I walked for about an hour one day with a young woman named Auriel who is a French video journalist. There have been a lot of jobs lost in journalism and she now finds herself working for a television reality show and feels that she is wasting her talent. She does make occasional short documentaries and video ads for a religious order of French foreign missionaries and she finds that satisfying. She would like to do more such work and is trying to decide whether she should take the financial and career risk to do so.

Teri, Kathy & Juan  

We have also met and become friendly with a group of three Californians, two women named Kathy and Teri and a guy named Juan, who is Kathy’s husband. The two women walk while he rides a bicycle and goes on ahead to arrange each day’s accommodation. Teri, who is married to Kathy’s ’s cousin, is carrying her mother’s ashes and plans (as Martin Sheen did in the film The Way) to scatter those ashes on the ocean at Finisterre, several days walk beyond Santiago de Compostela.

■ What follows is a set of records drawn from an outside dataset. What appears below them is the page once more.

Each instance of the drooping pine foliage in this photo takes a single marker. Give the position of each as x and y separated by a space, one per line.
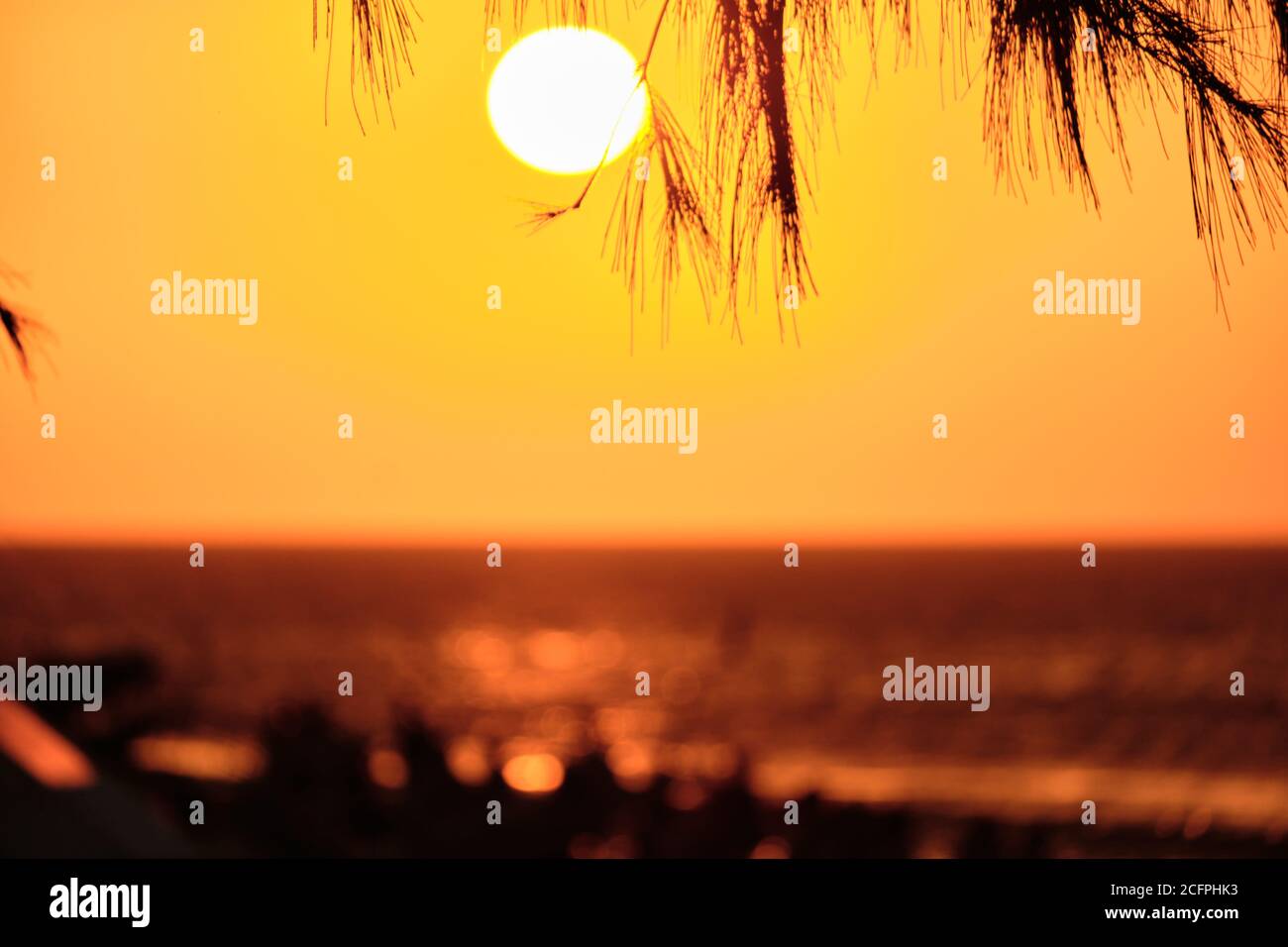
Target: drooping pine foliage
1054 72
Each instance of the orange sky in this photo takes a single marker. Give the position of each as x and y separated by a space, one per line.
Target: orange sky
472 425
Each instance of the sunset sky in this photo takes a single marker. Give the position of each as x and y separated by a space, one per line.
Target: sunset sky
472 425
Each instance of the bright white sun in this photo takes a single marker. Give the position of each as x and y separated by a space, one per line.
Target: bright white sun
559 97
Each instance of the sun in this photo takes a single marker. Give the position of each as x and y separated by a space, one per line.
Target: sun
559 97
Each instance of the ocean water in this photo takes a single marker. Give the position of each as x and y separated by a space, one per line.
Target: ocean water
1111 684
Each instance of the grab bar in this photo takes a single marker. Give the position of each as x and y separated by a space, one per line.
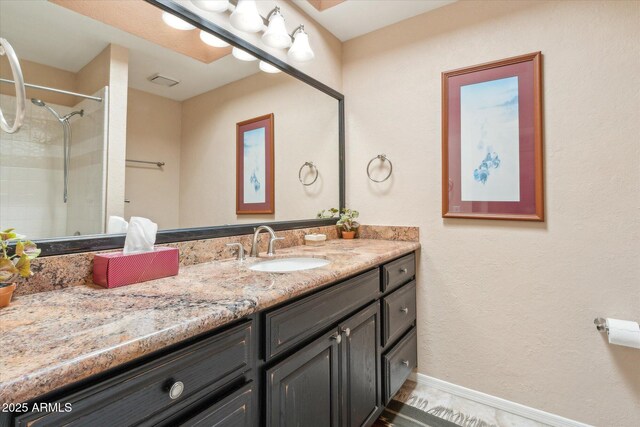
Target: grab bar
21 96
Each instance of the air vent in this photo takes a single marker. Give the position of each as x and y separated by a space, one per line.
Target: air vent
163 80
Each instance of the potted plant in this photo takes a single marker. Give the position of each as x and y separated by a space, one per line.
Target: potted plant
18 264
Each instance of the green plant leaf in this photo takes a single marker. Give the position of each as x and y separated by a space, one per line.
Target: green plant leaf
8 234
7 270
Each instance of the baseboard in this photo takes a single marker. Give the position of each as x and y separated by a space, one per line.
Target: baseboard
496 402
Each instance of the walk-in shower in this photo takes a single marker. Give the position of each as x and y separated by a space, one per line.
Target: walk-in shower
66 127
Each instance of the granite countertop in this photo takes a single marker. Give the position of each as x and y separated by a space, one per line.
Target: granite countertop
52 339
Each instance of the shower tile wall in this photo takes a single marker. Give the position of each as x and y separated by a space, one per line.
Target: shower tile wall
32 176
31 173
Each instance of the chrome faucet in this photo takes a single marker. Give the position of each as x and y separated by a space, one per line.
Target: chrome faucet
272 239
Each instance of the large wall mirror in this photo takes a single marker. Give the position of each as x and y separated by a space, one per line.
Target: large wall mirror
146 120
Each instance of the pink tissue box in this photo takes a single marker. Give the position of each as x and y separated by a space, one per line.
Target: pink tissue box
116 269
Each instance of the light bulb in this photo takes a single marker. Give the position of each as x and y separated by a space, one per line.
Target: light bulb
212 40
212 5
175 22
242 55
268 68
276 34
301 50
246 17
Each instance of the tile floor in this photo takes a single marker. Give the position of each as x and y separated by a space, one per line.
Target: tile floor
459 410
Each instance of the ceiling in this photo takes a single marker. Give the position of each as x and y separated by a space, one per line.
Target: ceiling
353 18
49 34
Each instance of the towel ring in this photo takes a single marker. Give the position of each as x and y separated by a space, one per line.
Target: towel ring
384 158
312 167
6 49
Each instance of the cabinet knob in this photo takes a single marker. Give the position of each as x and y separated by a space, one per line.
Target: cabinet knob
176 390
336 337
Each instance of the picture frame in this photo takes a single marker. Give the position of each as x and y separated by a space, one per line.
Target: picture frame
255 186
492 142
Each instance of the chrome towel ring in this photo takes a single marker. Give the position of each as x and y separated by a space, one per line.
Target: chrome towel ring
383 158
311 167
21 96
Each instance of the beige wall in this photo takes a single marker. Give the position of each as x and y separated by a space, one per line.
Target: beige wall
111 68
306 129
153 133
507 307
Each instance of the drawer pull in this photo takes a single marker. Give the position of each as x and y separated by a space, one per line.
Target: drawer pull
336 337
176 390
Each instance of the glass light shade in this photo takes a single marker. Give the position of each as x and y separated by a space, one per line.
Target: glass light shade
268 68
246 17
212 5
301 50
212 40
175 22
276 34
242 55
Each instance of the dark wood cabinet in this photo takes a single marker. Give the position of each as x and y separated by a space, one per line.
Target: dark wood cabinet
236 410
331 358
360 373
303 390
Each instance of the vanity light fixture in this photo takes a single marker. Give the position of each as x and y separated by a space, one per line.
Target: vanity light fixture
212 40
246 17
301 50
242 55
268 68
175 22
212 5
276 34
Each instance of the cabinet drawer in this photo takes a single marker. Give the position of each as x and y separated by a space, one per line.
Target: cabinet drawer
235 410
293 323
143 392
398 363
398 312
398 272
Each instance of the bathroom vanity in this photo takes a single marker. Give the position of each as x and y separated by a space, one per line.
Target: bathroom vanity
331 349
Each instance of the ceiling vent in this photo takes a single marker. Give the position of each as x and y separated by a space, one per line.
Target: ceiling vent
161 80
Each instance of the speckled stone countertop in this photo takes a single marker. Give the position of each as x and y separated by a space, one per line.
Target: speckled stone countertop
51 339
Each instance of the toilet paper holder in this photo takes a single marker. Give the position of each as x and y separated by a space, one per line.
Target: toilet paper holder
601 324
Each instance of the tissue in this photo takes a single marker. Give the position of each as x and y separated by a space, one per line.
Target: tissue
141 235
624 332
117 225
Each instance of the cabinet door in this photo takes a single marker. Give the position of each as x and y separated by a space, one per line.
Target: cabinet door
235 410
360 367
303 389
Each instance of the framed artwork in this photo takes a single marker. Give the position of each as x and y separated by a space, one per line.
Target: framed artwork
492 140
255 166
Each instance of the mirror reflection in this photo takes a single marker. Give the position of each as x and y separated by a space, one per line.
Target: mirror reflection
148 120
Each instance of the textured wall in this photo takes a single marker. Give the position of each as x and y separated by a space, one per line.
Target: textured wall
154 126
507 307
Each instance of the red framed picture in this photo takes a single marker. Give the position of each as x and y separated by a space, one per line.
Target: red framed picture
492 140
255 166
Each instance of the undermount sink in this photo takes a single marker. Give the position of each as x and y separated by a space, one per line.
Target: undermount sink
286 265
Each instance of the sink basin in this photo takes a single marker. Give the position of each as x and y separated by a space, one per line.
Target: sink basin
286 265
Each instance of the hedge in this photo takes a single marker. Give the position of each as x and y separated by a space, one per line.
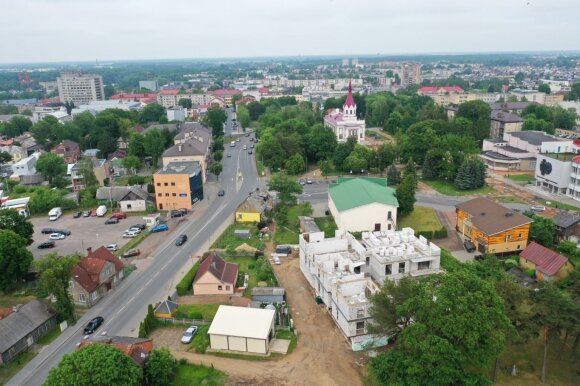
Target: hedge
184 287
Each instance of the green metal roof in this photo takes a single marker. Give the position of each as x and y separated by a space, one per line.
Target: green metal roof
352 192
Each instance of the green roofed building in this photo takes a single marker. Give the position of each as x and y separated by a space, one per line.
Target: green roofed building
363 204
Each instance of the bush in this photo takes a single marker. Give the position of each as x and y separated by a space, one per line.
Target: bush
184 287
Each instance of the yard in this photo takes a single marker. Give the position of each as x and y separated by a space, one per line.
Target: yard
421 219
448 189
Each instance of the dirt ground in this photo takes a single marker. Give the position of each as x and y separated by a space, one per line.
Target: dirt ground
321 357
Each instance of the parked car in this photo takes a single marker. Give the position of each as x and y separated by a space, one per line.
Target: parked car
93 325
46 244
159 228
181 239
189 334
131 253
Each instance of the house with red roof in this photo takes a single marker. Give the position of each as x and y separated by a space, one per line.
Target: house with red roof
94 276
549 265
215 276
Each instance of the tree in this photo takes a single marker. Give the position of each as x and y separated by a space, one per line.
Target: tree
10 219
295 164
286 186
185 103
95 364
15 259
55 274
51 166
466 330
132 163
543 230
393 175
160 367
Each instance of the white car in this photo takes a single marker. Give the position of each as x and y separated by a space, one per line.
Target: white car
189 334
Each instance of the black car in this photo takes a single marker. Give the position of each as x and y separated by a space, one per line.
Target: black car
181 239
93 325
46 244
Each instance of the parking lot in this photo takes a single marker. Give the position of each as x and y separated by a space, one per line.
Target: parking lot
85 232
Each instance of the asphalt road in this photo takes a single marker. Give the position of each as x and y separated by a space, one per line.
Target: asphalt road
125 306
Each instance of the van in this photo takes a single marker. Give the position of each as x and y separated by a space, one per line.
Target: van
101 211
54 214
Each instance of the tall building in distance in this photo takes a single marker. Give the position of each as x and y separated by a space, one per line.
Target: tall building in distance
411 74
80 88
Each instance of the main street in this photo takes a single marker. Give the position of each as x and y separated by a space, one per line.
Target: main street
125 307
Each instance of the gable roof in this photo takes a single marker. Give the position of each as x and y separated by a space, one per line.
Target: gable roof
219 268
546 260
491 217
17 325
352 192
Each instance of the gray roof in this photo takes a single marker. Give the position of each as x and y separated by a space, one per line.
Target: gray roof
189 168
535 137
17 325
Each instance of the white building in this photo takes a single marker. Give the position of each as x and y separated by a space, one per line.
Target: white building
242 329
80 88
345 272
362 203
344 123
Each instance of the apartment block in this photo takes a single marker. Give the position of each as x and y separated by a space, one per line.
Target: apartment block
80 88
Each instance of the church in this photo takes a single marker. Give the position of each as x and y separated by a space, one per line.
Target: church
344 123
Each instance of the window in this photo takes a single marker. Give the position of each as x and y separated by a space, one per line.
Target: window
423 265
388 269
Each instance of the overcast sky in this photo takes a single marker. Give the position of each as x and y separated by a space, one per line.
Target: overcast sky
75 30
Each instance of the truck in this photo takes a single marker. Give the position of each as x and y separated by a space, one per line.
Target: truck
101 211
54 214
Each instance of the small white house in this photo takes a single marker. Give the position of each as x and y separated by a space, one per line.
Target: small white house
242 329
363 203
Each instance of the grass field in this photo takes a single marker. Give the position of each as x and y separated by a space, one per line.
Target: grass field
421 219
193 375
448 189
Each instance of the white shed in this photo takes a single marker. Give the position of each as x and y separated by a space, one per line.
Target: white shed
242 329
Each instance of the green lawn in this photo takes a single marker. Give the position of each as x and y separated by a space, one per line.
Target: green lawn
228 240
327 225
421 219
193 375
192 311
448 189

The odd story here, however, is that Teri’s mother was a devout fan of the Los Angeles Dodgers and her family used the occasion of a fan appreciation day to go out and scatter a portion of those ashes on the grass in centre field.

Seekers all

Some of these people are consciously religious in a formal way; others would describe themselves as being spiritual but not religious. Still others would not describe themselves as either, but all are seekers. I wish them well.